Maintenant je considère le WAIS presque moins sérieux que les auto-tests en ligne, je me sentirais plus HQI avec 120 au WAIS et 140 en ligne qu'avec l'inverse.

Tout ceci est à prendre avec des pincettes bien sûr, je ne fais que me baser sur les retours que j'ai pu lire, je me ferais une opinion plus objective du WAIS IV une fois que je l'aurais passé, en espérant m'être trompé et que ce test contienne tout de même quelques questions nécessitant de se creuser la cervelle et de faire la différence entre personnes intelligentes et personnes très intelligentes.

Je préfère les distances assez courtes, je cours 1200 mètres en environ 4minutes 20 ce qui fait un peu moins de 17km/h.
4minutes 25 pour être précis quand j'ai écrit ça, aujourd'hui je suis à 4 minutes 17 ça progresse tout doucement Smile
A court terme je vise 4 minutes 14 (cap symbolique de 17 km/h) et je vise toujours le 4 minutes à moyen terme.
Ensuite je me donnerais d'autres objectifs, peut-être le cap symbolique de 19km/h puis 20km/h si j'y arrive, le but principal n'étant pas d'atteindre mes objectifs, mais de me donner un but pour toujours chercher à me dépasser, ça me fait une super activité physique et c'est très bon pour le moral.

Mon problème est que je ne peux pas rester au RSA toute ma vie, car ça impliquerait une vie enfermé dans ma bulle, rejeté par tous.
Ma famille dans sa grande majorité me méprise car je ne travaille pas (il y a quelques exceptions heureusement).
Ma compagne comprend ma situation, mais n'acceptera pas que je reste sans activité toute ma vie.
D'une part parce qu'elle considère qu'il faut être actif pour s'épanouir (c'est sa vision des choses, que je ne partage pas mais on ne peut pas être d'accord sur tout, et elle reste de très loin la personne la plus tolérante et compréhensive de mon entourage vis à vis de mes particularités)
Et d'autre part, pour des raisons financières, car si on souhaite emménager ensemble et qu'elle a un travail, je ne pourrais plus toucher le RSA, et on devra vivre les deux sur son salaire.
Elle ne souhaite pas m'entretenir toute ma vie, et je ne souhaite pas non plus être un poids-mort pour elle.
Là dessus on a eu des discussions longues avec ma compagne et elle est moins réticente à l'idée que je reste au RSA.
L'important pour elle étant que je ne m'y résigne pas, que je cherche à faire autre chose.
Au pire,si je reste au RSA toute ma vie, ce n'est plus un motif de rupture pour elle, à condition que je ne me sois pas résigné au RSA et que j'aie cherché des moyens de trouver une voie qui me correspond.
Au niveau financier, j'espère soit réussir à trouve r un travail qui ne soit pas destructeur pour moi (donc hors des vois conventionnelles), soit avoir une reconnaissance me permettant d'avoir de quoi vivre dignement (rien que de pouvoir toucher l'équivalent d'un RSA et étant en couple avec une personne qui travaille à 100 euros/mois au dessus du smic, ça serait suffisant pour qu'on s'en sorte pas trop mal, mais si je ne touche rien c'est problématique).

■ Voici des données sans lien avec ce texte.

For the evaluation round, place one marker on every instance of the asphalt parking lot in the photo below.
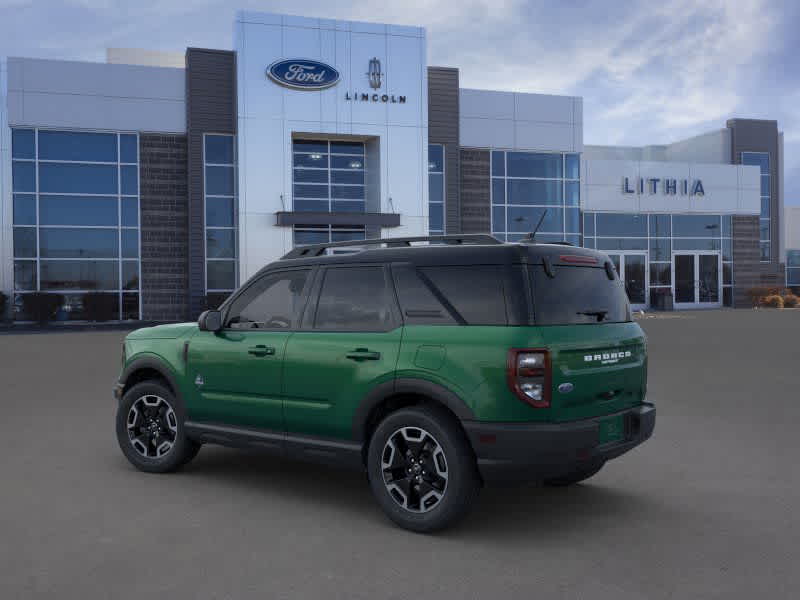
(707, 509)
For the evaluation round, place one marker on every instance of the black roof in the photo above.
(471, 250)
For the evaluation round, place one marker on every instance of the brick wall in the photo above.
(165, 232)
(476, 216)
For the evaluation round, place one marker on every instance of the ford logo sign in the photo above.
(303, 74)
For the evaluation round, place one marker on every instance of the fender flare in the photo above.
(407, 385)
(156, 364)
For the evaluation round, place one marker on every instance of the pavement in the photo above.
(706, 509)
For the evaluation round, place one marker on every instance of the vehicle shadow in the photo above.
(503, 511)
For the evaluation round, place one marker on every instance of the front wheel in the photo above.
(421, 469)
(150, 429)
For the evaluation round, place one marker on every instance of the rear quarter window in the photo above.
(475, 292)
(578, 295)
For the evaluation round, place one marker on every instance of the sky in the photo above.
(649, 72)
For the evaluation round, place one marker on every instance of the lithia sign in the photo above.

Quand à ma famille, c'est ma vie, pas la leur, ceux qui accepteront mes choix tant mieux, et les autres tant pis on coupera les ponts, ils ne valent pas la peine d'entretenir des relations.

Au niveau de ma façon de voir les choses, de ma façon de raisonner, d'agir, au niveau de mes convictions personnelles, de mes convictions religieuses, de mes idéaux politiques, de ma vision de la vie...dans absolument tous les domaines possibles et imaginables je suis ultra-minoritaire, je nage constamment à contre-courant, avec au mieux 20% de la population allant dans mon sens dans les domaines où je suis le plus conforme aux normes de la société.
Mais je n'ai strictement aucune reconnaissance de tout ça.
Aux yeux de la société je suis un adulte parfaitement "normal".
Un neuro-typique (non-asperger), normo-pensant (non-HQI), sans aucune difficulté particulière, à part une insertion professionnelle difficile due à la crise, au taux de chômage élevé, et à mon manque d'implication dans mes recherches d'emploi.
Là dessus, aucun changement, à part un pessimisme croissant, qui me fait me dire que même diagnostiqué Asperger/HQI la société n'acceptera toujours pas mes différences (c'est de l'intuition, j'espère me tromper, mais je pense avoir raison).
J'ai énormément de mal avec la mentalité française et je pense de plus en plus sérieusement à tenter ma chance à l'étranger à un moment de ma vie, dans un pays plus tolérant envers les gens qui sortent du moule (à peu près n'importe quel pays occidental est préférable à la France sur ce point).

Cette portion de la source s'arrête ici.